Faculty members, students and alumni gave Roslyn Clark Artis a rousing welcome Tuesday as she became the 13th president of the historically Black university.

The Miami Herald reports Artis is an attorney and former provost at Mountain State University in West Virginia. She became interim president in June, a move that is typically reserved for temporary presidents who are already on staff. But Artis was an outside hire specifically brought in as interim president.

She said that she believes the university’s board of trustees was reluctant to give a long-term commitment to a new leader. That’s because the school has experienced turnover at the top. Former president Henry Lewis III lasted less than a year and his predecessor, Karl S. Wright, left abruptly in 2009 after two years.

Artis said she’s ready to move forward.

“We’re gonna win, and we’re gonna keep on winning,” Artis said, using football metaphors throughout her speech.

The board chairman, Charles George, said the university is at a crossroads. He said he was impressed by Artis because of her vision and tenacity.

“She has some get up and go,” he said after a vote on Monday to hire her full time.

Artis said she inherited a $3 million budget deficit when she took over as interim president. Through salary freezes, some layoffs and belt-tightening, the deficit has been reduced to $1 million.

“We have not permitted any non-essential travel and that includes my office,” she said. “We’re trying to set the example from the top.”

The Herald reports that her tenure at Mountain State was not without controversy.

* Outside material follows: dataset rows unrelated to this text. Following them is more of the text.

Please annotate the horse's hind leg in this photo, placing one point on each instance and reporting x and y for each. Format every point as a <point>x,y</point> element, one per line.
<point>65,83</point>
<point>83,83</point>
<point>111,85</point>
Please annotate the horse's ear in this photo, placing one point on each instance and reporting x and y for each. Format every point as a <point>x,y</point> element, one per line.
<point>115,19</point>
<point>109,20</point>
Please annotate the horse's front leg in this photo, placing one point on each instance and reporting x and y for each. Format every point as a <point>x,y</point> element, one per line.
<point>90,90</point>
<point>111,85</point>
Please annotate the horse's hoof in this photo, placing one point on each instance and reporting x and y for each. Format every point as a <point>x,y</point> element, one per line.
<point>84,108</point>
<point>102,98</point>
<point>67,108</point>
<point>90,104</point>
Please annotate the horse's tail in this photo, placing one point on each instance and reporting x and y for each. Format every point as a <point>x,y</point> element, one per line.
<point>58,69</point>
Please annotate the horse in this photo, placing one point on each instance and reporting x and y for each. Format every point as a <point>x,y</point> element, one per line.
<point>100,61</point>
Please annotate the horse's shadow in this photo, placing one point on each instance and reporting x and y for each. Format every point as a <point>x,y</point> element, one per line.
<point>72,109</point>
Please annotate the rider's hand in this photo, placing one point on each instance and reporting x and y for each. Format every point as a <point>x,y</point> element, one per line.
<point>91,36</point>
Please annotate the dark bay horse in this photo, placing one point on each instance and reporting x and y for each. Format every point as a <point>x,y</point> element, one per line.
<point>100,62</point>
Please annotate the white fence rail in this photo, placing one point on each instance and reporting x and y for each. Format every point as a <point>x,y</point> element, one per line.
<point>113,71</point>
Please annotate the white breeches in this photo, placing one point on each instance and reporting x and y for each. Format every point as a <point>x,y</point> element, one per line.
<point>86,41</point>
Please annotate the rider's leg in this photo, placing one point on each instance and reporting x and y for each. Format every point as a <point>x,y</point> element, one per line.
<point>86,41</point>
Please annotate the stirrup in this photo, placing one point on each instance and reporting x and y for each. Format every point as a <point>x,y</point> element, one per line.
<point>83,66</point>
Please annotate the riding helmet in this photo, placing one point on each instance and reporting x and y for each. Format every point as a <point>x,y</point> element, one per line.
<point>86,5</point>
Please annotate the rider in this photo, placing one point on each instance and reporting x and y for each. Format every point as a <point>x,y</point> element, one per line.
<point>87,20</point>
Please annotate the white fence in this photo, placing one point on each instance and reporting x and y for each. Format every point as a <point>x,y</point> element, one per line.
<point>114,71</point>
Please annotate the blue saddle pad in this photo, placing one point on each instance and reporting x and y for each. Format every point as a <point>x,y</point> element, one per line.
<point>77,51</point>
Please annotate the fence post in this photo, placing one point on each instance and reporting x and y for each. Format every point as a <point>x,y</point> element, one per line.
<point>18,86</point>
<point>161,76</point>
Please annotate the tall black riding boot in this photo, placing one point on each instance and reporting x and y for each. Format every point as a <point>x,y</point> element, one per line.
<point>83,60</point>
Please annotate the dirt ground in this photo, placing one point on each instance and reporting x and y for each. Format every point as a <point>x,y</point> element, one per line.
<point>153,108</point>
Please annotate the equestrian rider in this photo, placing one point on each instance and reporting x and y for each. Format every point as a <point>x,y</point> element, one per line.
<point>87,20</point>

The university closed in 2012 after a series of setbacks, including the loss of accreditation for the nursing department and then the entire college.

Florida Memorial trustee Marc Henderson said he doesn’t remember Mountain State being “a major issue” during the selection of Artis.

“Old history is just that, old history,” he said.

Freshman science major Markisha Grant said she’s been impressed with the new president. The university upgraded computers in the library, added computers to dorms and is expanding the science building.

She said that when Artis arrived, “everything changed, and it was all for the better.”

The school had an enrollment of 1,579 in 2012, a 20 percent drop from 2000.